No Excuse for Discrimination

Are people with good grades and test scores really nerds who have no life?  That’s the impression left by some affirmative-action defenders — even though it happens to be false.

A typical (and misleading) defense of college affirmative-action policies — recently made by USA TODAY — is to claim that they are not really as discriminatory they seem.  When students of disfavored races express dismay that they have been rejected, despite having excellent grades and test scores (even as students of other races with poorer grades and scores are admitted), they are told that this is because grades and test scores are not the only thing colleges are looking for, but rather things that contribute to a well-rounded class, like extracurricular activies.

Factually, this is misleading, since extracurricular activities don’t usually count for much in admissions, compared to grades and test scores.   (Nor do other characteristics, like leadership activities or economically-disadvantaged status.  Those factors pale in importance compared to grades, test scores, and your race in determining whether you get into a selective college).

But it also rests on a stale, baseless stereotype: that people with good grades and scores are actually nerdy dweebs who spent all their time studying, to the exclusion of extracurricular activities (the way the bright kid in a sitcom is often caricatured as being wimpy, bespectacled, and unpopular).  

Asian students are particularly subject to this stereotype.  Every time an Asian student complains about Asians being rejected at higher grades and test scores than most admitted applicants, defenders of affirmative action respond by claiming that grades and test scores aren’t everything (even though no one ever said it was).

The reality in statistics is that good things usually go together.  For example, people who are smarter tend to be physically in better condition than people who are dumb. 

Similarly, people with good grades and test scores tend to have more extracurricular activities and leadership experience than people with bad grades and scores.  So when an admission system systematically turns away people with high grades and scores to make room for people with low grades and scores, it’s usually because of discrimination, not because the college is looking at the “whole person” or seeking a class with diverse interests.  I know this because I’ve read countless college applications in my lifetime.

But USA TODAY recently defended affirmative action by claiming the fact that “High-scoring Asian students face higher admissions hurdles . . . does not necessarily prove discrimination.

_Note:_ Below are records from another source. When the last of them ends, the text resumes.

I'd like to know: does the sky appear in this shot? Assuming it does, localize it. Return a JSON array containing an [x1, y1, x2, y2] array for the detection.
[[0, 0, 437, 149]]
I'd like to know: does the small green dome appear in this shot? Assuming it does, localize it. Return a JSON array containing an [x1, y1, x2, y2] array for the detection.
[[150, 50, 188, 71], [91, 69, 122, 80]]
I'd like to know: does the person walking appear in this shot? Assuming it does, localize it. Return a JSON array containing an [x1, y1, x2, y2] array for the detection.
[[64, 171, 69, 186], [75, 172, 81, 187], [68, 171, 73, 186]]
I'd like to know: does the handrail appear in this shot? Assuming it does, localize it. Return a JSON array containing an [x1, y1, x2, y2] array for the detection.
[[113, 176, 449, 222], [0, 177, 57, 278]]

Test scores and grades have never been the sole basis for admission to college.”

As I noted in a letter in response (“All-Around Applicants Disprove Asian Stereotypes,” USA TODAY, July 11, Pg. 8A),

“That statement is misleading because it implies that Asian Americans only have good test scores and grades, and not other characteristics sought by colleges. From having read thousands of applications, I can tell you that Asian students participate in just as many extracurricular and leadership activities as the average student. The fact that they are being rejected despite high grades and test scores can’t be justified by saying those aren’t the only factors.”

There is absolutely no evidence that Asian or white applicants participate less in extracurricular or leadership activities than applicants of other races. 

We wrote earlier about other weird racial stereotypes being promoted by defenders of affirmative action (such as claiming that planning ahead and individualism are racist white characteristics, claiming that minorities are “emotional” while whites are “impersonal” and “task-oriented,” and arguing that only whites can be racist), both at this blog, and in the Washington Post and a Supreme Court brief.